Limpopo commended for indigenous knowledge partnerships

Wednesday, November 4, 2009

Polokwane - Science and Technology Minister Naledi Pandor has praised Limpopo for forging a partnership to reinforce a shared vision of building on indigenous knowledge for future generations.

The partnership includes the Limpopo Department of Agriculture, Prolinnova - an NGO-initiated programme - to build a global learning network to promote local innovation in ecologically-oriented agriculture - and the University of Limpopo.

"This partnership is an attempt to build capacity in rural communities and aims to eliminate poverty through integrated rural development programmes based on the indigenous knowledge of the community," said Pandor at an Indigenous Expo, on Tuesday.

She said the province's partnership set an excellent example that others would do well to follow, particularly universities that were situated in locations where a special relationship between themselves and the holders and owners of knowledge in their vicinity could be built.

"Where it is established that particular communities are 'resource rich but economically poor', concerted research and development interventions grounded in an indigenous knowledge should commence as a matter of priority," Pandor said.

She added that Limpopo's rich cultural and biological diversity, and the sterling work being done in indigenous knowledge, made it different from other provinces.

"We are proud of Limpopo's rich heritage, so beautifully demonstrated by the golden rhinoceros of Mapungubwe and the bracelet made from gold beads found at Thulamela," she said.

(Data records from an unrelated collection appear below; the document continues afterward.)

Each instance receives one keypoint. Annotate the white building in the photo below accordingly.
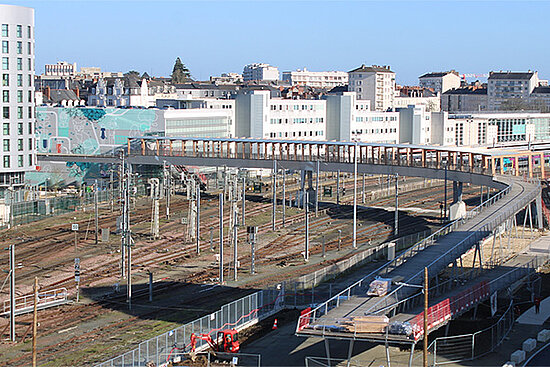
(17, 100)
(373, 83)
(506, 86)
(316, 79)
(62, 68)
(440, 82)
(260, 72)
(259, 116)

Pandor said this heritage posed an economic opportunity for local communities, but care had to be taken to ensure that the economic and cultural exploitation of natural, cultural and historic heritage was undertaken in a socially and environmentally sustainable way.

She added that it was important to remember that indigenous knowledge - and the local communities that sustained it - was a strategic resource and one that contributed to South Africa's national identity.

"We hope to identify Indigenous Knowledge Systems that have the potential to benefit a broader constituency, in some cases even an international constituency. We plan to form partnerships to develop promising indigenous knowledge systems for the most likely markets."